The Bank will now be under even more pressure to go beyond promises from Ugandan officials about how health services will be provided without discrimination. Not only does the incident appear to give lie to the ministry of health's promises, but the review team includes Opiyo, the human rights lawyer who investigated the arrests.

"We are alarmed by reports on the incident and are currently seeking more information. Over the last few weeks, our country office and health experts have been meeting with Ugandan officials, and we are still reviewing our $90 million loan," said World Bank spokesman David Thies.

And the challenge facing the U.S. government now also grows. The U.S. underwrites much of the Ugandan government's HIV program, allocating more than $400 million to the country's health care system in fiscal year 2013 alone. It has so far only announced a few changes to aid, affecting around $10 million in response to the law, including a $6.4 million cut in funding to an HIV program by one of the law's most important backers, the Inter-Religious Council of Uganda. And even this modest adjustment has become a major talking point among the law's supporters — almost every speaker at Monday's "Thanksgiving Service" warned that the West could cut off funding for lifesaving antiretroviral treatment for Uganda's 1.5 million people living with AIDS, and President Museveni declared that Uganda could afford to pay the cost of their treatment if they did so.

And the U.S. is facing criticism from HIV advocates to another change to funding in response to the law, the suspension of a program studying interventions with men who have sex with men and other high-risk populations, which it did citing concern about the safety of the employees and patients involved in the study.

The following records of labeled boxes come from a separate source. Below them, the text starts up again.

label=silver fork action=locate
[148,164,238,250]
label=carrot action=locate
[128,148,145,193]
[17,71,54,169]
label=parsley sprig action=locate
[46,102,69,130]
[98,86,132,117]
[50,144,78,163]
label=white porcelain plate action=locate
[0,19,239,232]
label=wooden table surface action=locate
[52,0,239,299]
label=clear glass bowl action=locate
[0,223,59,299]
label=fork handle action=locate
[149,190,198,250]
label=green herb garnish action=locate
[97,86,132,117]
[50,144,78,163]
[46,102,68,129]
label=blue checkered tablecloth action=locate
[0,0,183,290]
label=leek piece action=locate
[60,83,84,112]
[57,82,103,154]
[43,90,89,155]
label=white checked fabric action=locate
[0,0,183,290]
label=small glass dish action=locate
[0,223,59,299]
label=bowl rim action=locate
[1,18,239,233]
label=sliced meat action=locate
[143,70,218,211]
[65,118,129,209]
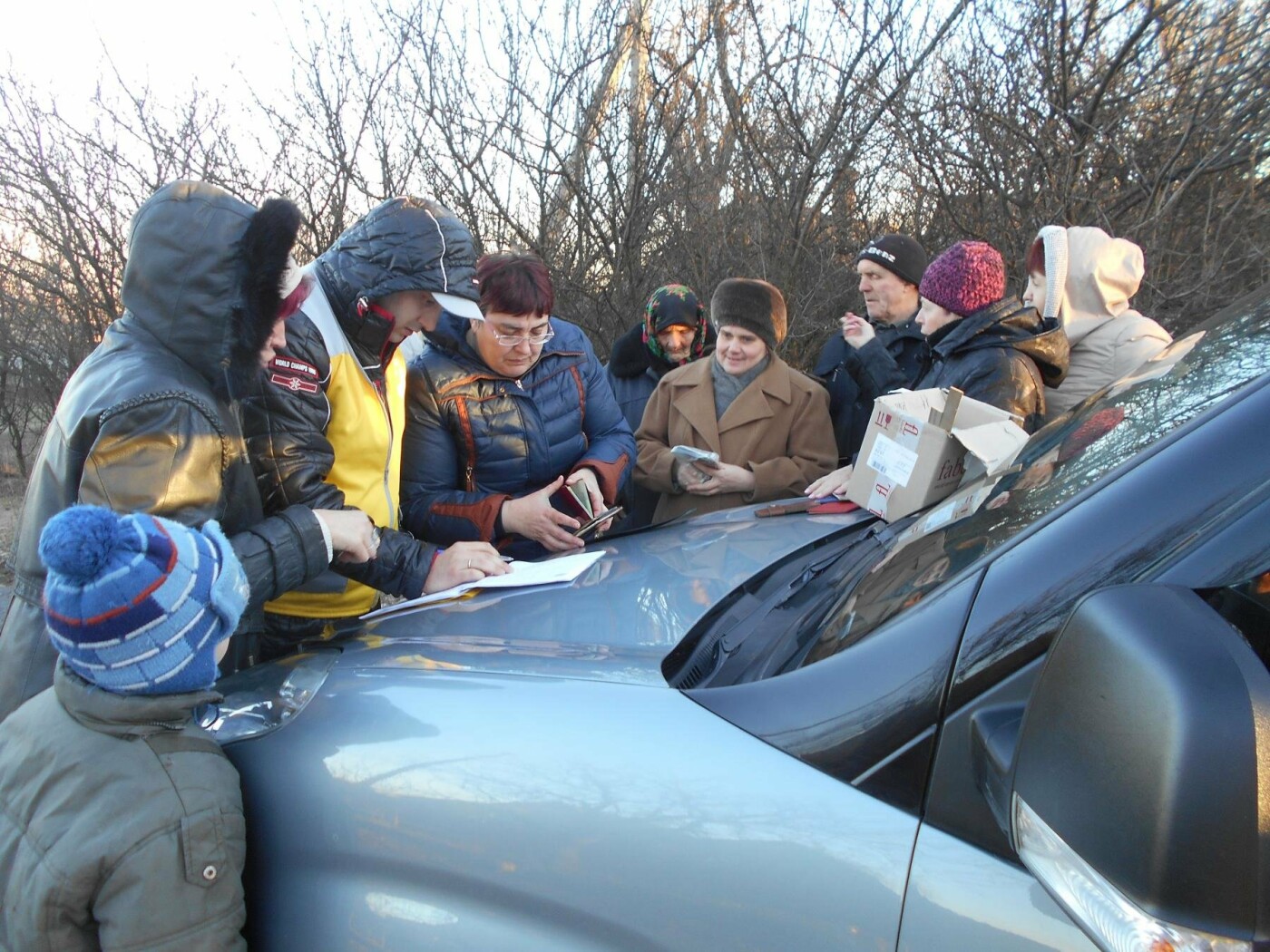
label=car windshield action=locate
[698,296,1270,685]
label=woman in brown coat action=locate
[635,278,837,523]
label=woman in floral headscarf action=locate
[604,285,715,528]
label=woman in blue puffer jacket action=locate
[401,253,635,559]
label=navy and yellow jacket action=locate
[242,198,475,618]
[401,314,635,558]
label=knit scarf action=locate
[710,355,772,420]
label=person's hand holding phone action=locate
[564,466,621,537]
[502,470,584,552]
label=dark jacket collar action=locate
[54,660,223,737]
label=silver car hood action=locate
[353,507,873,685]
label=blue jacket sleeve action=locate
[572,337,635,505]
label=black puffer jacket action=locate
[0,181,327,718]
[244,197,476,618]
[604,323,715,529]
[812,315,926,466]
[867,296,1068,432]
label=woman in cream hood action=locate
[1023,225,1172,420]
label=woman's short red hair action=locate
[476,251,555,316]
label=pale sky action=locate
[0,0,332,105]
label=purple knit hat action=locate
[918,241,1006,317]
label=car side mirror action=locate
[1005,585,1270,949]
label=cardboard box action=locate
[847,388,1028,521]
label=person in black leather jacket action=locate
[0,181,374,720]
[242,196,508,653]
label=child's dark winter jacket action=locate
[0,665,247,952]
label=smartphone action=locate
[552,480,594,521]
[670,445,718,463]
[572,505,622,539]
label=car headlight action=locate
[1012,793,1252,952]
[204,651,339,743]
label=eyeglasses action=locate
[494,330,555,346]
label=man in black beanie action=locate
[813,235,926,466]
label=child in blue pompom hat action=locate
[0,505,248,951]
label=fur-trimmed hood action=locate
[122,181,299,396]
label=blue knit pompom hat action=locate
[39,505,248,695]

This created the appearance that the Ugandan government can effectively veto interventions with LGBT people, critics said, sending precisely the wrong message.

The raid, said the Council for Global Equality's Mark Bromley, highlights "the need for a serious response [to the law], but not one that backs away from the care and treatment for those we've pledged sustain."

If the U.S. had acted more forcefully sooner, he believes it could have avoided this situation. Now there are no easy solutions.

"Now we are where we are, and we have to figure it out," he said. "I'm at a loss just like everyone else."